What we’re interested in is their endings, which are unbelievably similar in structure, meaning, and relevance to a New Hollywood classic. Rogue One famously closes with all of its main characters dead – literally everyone on the main poster is killed – and then details the minutes leading up to the original Star Wars, with Darth Vader massacring Rebels before the Tantive IV escapes and Leia is handed the Death Star plans. The Post is less showboaty, but no less iconic; after Ben Bradlee and Kay Graham’s successful publishing of the Papers and lack of repercussions leave the free press free, we cut away from the main story to a security guard investigating some commotion, slowly revealed to be the break-in at the DNC headquarters at the Watergate.
Again, on paper, these are very different; one of these moments is a bit of fan service while the other a dramatization of one of the most important moments in American history. However, in execution both Gareth Edwards and Steven Spielberg handle them in a very similar manner, taking a tangent from the resolved primary story to reveal its connections to the wider world in a contextually knowing way; the pan out on the Watergate has the exact same effect as the close up of Leia looking up and saying “hope“. Together, they’re examples of how knowing the outcome of a story, and the author using that to inform the telling, can create a more powerful response.
What’s more remarkable, though, is that in taking this approach, both films are bee-lining straight for a 1970s classic. Star Wars, obviously, picks up straight after the end of Rogue One (dramatizing the opening crawl was the entire point of the Anthology film), but The Post is also directly brushing with the plot of All The President’s Men, which charted Woodward and Bernstein’s investigation into the scandal that eventually led to President Nixon’s resignation.
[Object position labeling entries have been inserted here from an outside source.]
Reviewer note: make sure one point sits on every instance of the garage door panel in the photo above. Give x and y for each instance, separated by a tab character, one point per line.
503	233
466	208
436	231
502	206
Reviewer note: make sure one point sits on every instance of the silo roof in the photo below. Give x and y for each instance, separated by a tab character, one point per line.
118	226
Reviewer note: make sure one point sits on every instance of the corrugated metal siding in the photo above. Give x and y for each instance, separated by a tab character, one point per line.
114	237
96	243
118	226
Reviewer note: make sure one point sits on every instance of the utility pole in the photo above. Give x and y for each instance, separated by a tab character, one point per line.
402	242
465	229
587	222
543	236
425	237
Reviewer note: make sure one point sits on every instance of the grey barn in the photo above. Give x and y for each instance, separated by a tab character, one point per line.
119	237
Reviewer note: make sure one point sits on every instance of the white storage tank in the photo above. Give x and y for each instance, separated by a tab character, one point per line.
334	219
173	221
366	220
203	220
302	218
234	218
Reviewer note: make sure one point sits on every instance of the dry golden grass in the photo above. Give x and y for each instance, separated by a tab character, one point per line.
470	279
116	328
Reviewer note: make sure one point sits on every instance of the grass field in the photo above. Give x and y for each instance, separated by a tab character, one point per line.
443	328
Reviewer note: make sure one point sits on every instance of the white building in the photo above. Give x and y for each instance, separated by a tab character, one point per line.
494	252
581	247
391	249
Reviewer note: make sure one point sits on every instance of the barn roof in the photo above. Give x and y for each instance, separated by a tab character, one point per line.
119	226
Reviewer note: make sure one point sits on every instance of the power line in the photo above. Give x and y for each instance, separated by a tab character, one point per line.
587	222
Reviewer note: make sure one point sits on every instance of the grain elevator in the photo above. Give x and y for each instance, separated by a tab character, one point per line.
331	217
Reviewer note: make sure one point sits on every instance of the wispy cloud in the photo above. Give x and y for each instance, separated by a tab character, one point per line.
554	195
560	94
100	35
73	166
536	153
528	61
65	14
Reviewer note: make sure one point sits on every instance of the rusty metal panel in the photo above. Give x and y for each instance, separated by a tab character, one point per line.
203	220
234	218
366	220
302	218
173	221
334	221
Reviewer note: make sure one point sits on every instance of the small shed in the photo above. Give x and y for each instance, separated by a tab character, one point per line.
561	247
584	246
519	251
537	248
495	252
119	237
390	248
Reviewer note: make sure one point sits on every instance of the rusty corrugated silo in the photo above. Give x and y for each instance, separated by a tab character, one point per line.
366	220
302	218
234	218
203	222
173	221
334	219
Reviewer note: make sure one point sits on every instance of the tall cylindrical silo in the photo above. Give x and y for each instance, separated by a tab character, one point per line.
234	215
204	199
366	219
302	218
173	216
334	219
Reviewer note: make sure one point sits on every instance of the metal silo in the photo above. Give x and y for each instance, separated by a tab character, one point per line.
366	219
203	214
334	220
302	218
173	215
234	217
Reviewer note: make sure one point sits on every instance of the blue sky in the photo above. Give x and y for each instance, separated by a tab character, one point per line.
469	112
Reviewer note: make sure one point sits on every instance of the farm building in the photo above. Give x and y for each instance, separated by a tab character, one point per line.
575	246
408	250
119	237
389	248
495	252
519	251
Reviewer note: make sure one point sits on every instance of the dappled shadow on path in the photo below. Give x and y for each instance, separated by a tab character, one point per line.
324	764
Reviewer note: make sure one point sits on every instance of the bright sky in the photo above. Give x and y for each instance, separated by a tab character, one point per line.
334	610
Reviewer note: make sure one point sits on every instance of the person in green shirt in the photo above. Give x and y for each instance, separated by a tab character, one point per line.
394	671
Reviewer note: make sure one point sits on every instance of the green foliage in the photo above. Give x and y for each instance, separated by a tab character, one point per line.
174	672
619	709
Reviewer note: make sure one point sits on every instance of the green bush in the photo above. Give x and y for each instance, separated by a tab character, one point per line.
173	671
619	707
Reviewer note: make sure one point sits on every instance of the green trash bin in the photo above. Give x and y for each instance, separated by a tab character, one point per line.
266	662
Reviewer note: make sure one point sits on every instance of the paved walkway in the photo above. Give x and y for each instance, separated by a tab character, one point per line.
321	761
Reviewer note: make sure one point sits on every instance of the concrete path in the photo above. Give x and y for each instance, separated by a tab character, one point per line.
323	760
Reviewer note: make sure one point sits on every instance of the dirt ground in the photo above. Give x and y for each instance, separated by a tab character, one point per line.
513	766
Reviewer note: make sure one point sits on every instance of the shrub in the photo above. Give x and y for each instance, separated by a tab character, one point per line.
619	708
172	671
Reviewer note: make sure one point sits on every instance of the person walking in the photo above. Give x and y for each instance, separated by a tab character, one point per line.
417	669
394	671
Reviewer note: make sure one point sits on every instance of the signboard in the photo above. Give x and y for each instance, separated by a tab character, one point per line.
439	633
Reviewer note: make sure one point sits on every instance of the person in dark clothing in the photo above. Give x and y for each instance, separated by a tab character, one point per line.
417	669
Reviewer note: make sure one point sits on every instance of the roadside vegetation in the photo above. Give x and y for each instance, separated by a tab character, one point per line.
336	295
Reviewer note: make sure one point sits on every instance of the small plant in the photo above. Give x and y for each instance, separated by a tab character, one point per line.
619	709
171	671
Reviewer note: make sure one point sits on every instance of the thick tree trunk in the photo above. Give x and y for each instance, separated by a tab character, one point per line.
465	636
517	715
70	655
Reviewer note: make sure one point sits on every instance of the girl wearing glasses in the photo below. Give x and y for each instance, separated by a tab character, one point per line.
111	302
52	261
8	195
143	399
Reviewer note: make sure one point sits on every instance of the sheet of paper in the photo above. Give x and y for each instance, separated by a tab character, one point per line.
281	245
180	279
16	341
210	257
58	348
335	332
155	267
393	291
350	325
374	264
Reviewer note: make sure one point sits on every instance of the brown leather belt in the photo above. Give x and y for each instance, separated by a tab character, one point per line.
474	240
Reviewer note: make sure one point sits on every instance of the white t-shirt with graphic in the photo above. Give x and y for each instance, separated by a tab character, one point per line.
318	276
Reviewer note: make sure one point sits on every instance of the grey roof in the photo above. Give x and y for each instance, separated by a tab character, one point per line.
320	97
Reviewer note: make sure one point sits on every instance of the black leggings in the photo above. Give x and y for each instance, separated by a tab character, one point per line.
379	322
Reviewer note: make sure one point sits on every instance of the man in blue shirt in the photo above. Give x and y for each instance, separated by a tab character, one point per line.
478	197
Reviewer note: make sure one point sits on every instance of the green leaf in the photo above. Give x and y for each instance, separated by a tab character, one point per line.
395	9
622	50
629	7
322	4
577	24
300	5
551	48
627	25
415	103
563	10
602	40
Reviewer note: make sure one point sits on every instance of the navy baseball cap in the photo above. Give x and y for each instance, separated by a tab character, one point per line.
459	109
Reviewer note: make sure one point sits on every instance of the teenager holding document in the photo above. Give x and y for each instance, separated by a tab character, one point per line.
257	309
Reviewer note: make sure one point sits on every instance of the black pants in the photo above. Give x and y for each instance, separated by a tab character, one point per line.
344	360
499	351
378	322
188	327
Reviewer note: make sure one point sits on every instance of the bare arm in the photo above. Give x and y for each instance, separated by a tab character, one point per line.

This is a very pointed independent move by Spielberg, highlighting the importance of Graham’s stand – if she hadn’t published the papers, then it’s unlikely the free press would have been able to expose Nixon’s later misdeeds – and adding a layer of extra tension to Alan J. Pakula’s Oscar winner. But, once more, the shared choice says a lot about how context is essential to the reason why we tell stories.
For all their differences, it’s intriguing to see Rogue One and The Post execute near identical storytelling tricks. It shows how what’s viewed as genre convention or prestige stylings are permutable, and only benefits the pair when put together.